A couple days ago, Elizabeth said to me: "You know what I really would like for dinner this week? Steak. A really good steak."
This works out perfectly, I thought to myself. Taco Bell is launching its "Quad Steak Burrito" on Thursday, I could kill two birds with one stone: write about a new fast food product and satisfy Elizabeth's needs for a really good steak.
Then I started to see a flaw in my logic. Several flaws, actually.
I thought about it some more. Just the other day Elizabeth let me watch six straight hours of football and Huell Howser. I guess I could get her a better steak than Taco Bell.

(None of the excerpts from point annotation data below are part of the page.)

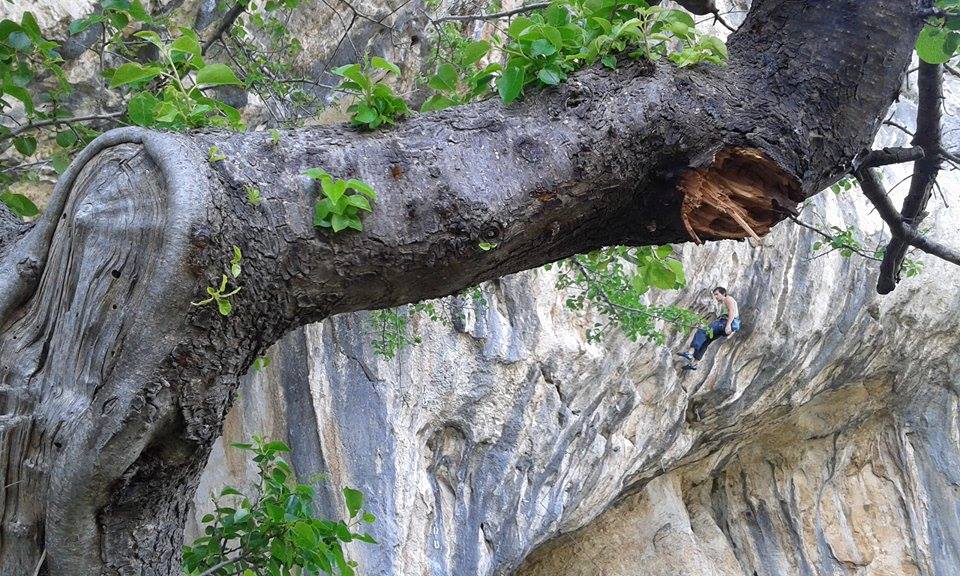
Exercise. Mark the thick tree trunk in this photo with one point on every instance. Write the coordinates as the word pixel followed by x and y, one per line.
pixel 114 387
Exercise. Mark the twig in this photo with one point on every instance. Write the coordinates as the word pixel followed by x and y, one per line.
pixel 212 570
pixel 59 121
pixel 886 156
pixel 43 556
pixel 606 298
pixel 718 18
pixel 899 126
pixel 903 224
pixel 496 16
pixel 829 237
pixel 902 231
pixel 228 19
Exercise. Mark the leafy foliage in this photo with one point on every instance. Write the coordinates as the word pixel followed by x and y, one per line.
pixel 342 201
pixel 842 239
pixel 377 104
pixel 25 56
pixel 272 531
pixel 940 38
pixel 219 294
pixel 544 47
pixel 615 281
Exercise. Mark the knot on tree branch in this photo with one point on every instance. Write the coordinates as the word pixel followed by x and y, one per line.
pixel 741 193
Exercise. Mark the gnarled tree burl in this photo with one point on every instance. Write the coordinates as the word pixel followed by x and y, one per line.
pixel 114 387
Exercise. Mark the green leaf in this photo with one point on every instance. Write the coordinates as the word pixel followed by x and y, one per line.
pixel 339 222
pixel 141 109
pixel 19 41
pixel 437 102
pixel 321 213
pixel 333 189
pixel 932 45
pixel 548 77
pixel 277 446
pixel 253 195
pixel 224 307
pixel 150 36
pixel 78 26
pixel 378 62
pixel 518 26
pixel 510 84
pixel 353 72
pixel 445 80
pixel 132 72
pixel 677 267
pixel 359 201
pixel 365 114
pixel 217 75
pixel 474 51
pixel 67 138
pixel 553 35
pixel 316 173
pixel 660 276
pixel 362 187
pixel 354 500
pixel 139 12
pixel 60 162
pixel 20 94
pixel 542 47
pixel 304 536
pixel 188 43
pixel 19 204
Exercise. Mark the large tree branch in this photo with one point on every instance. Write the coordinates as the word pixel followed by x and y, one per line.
pixel 930 87
pixel 904 233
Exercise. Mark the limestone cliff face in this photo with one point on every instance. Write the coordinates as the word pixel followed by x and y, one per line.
pixel 822 439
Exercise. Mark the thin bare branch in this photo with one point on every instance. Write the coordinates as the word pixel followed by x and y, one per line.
pixel 886 156
pixel 59 122
pixel 225 23
pixel 496 16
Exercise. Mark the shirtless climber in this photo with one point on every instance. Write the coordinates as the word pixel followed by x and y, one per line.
pixel 727 323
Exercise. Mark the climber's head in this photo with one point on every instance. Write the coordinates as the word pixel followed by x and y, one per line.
pixel 719 293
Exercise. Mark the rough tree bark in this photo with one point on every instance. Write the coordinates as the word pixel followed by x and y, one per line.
pixel 114 387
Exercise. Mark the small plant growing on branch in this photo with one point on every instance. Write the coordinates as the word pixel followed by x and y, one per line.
pixel 272 530
pixel 342 201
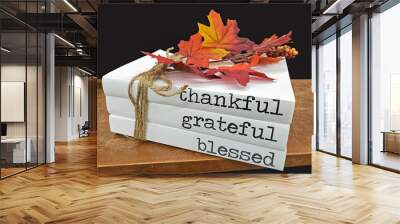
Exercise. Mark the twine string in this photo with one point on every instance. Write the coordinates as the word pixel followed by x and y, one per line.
pixel 146 80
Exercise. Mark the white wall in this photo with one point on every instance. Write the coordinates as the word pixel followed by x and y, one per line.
pixel 69 112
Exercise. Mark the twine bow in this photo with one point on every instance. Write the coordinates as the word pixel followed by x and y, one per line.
pixel 140 101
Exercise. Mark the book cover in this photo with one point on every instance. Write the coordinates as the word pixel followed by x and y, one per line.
pixel 202 143
pixel 261 133
pixel 260 100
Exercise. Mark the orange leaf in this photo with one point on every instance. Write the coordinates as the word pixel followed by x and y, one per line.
pixel 217 35
pixel 241 72
pixel 269 60
pixel 273 41
pixel 196 54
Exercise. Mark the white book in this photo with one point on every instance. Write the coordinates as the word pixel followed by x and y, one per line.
pixel 261 133
pixel 260 100
pixel 202 143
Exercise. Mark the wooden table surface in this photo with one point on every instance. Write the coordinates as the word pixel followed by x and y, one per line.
pixel 117 154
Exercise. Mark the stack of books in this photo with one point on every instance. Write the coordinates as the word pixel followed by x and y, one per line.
pixel 218 117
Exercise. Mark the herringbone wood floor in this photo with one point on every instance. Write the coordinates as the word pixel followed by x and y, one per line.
pixel 70 191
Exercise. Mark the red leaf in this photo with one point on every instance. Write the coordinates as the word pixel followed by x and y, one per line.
pixel 219 35
pixel 242 72
pixel 273 41
pixel 160 59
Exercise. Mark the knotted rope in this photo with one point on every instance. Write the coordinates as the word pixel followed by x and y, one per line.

So I picked up a USDA Prime ribeye steak. (It was about ten times the cost of a Quad Steak Burrito and approximately one hundred times better tasting.)
While I let the steak sit out to warm up, I sliced a couple potatoes into wedges and roasted them in the oven with some olive oil, salt, pepper, and paprika. I took them out when they were almost ready (40 minutes) and set them aside to cool down.
I let the indoor grill heat up for a long time. I cracked salt and pepper on the ribeye, put a pat of butter on top and placed the meat on the grill. As usual I admired the sound for a minute. The meat cooked for about seven minutes on one side, I flipped it for another seven, removed it, covered it with foil, and let it rest.
I imagine everyone who has cooked steak has heard the advice to let it rest for five minutes after removing it from the heat. With a thick (this was just under two inches), pricey cut of steak, this is even more crucial. In my opinion, nothing ruins a steak more than overcooking it. If I overcook a ground chuck burger topped with cheese, I'm not going to care very much. But a buttery, prime cut from the center of the cow? I definitely don't want to cook the flavor out of that.
(I did not always feel so passionate about this; then I read Anthony Bourdain's Kitchen Confidential and learned about the lousy cuts of meat that some chefs cram in the back of the fridge, marked "save for well-done" to serve to the "rube who prefers to eat his meat or fish incinerated into a flavorless, leathery hunk of carbon." I thought back to a steak I ordered well-done in Reading, Pennsylvania when I was 19 and how sick I got that night. I've never ordered anything well-done again.)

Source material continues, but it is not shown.